The dedication celebrated the completion of a memorial space in Cemetery 1A, located on the Bryce property just south of Jack Warner Parkway.
The state sold the historic hospital grounds to the University of Alabama in 2010 but retained ownership of the hospital’s four cemeteries.
Gov. Robert Bentley and Mental Health Commissioner Jim Reddoch said the dedication was part of an effort to honor the patients who lived, died and were buried at Bryce.
“It was through their lives that we really learned as much as we did about how to treat mental illness,” Hobbs said. “We owe them.”
There are more than 5,000 patients buried in the historic hospital’s cemeteries, some in unmarked graves.
The hilltop memorial, designed by Tuscaloosa architect Evans Fitts, includes, a sculpture, column, benches, and commemorative bricks, which were sold to help fund the project.
“We want the people in the cemeteries to be remembered as people,” Bryce historian Steve Davis said.
More than 2,000 are buried in cemetery 1A, an open field bordered by scrubby underbrush overlooking the Mary Starke Harper Geriatric Psychiatry Center.
“We wanted it to be a place that was peaceful, where people could reflect,” Hobbs said.
The entrance to the cemetery is now bordered by a wrought-iron fence and gate, which was patterned after the obelisks that used to mark the entrance to the hospital grounds.

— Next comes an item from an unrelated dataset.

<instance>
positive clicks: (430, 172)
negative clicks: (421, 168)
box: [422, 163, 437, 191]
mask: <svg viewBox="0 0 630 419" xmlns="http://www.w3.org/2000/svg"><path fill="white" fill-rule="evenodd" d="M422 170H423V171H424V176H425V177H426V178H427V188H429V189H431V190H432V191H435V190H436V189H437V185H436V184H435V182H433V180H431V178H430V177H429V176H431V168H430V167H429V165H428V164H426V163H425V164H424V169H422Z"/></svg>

The installation of the fence was completed this week. The monument in the cemetery was completed in 2013.
Previously, the state mental health department and the preservation committee honored the patients with a commemoration ceremony as historic markers at the cemeteries were unveiled.
The preservation committee raised roughly $180,000 for the memorial project during a four-year fundraising effort, Davis said.
“It took people all across Alabama who gave money to have this magnificent monument erected,” committee member Nancy Callahan said.
The funds came from those who “had a heart for preserving,” she said.
Callahan, the niece of former Bryce superintendent Dr. James Tarwater, grew up with stories of Bryce’s struggles for adequate funding from the state to care for thousands of patients living there in the 1960s but also the real difference the care could make in the lives of the people treated there.
“I grew up loving the idea of Bryce Hospital, that it was a place where people could get some treatment in the state of Alabama for mental illness,” Callahan said.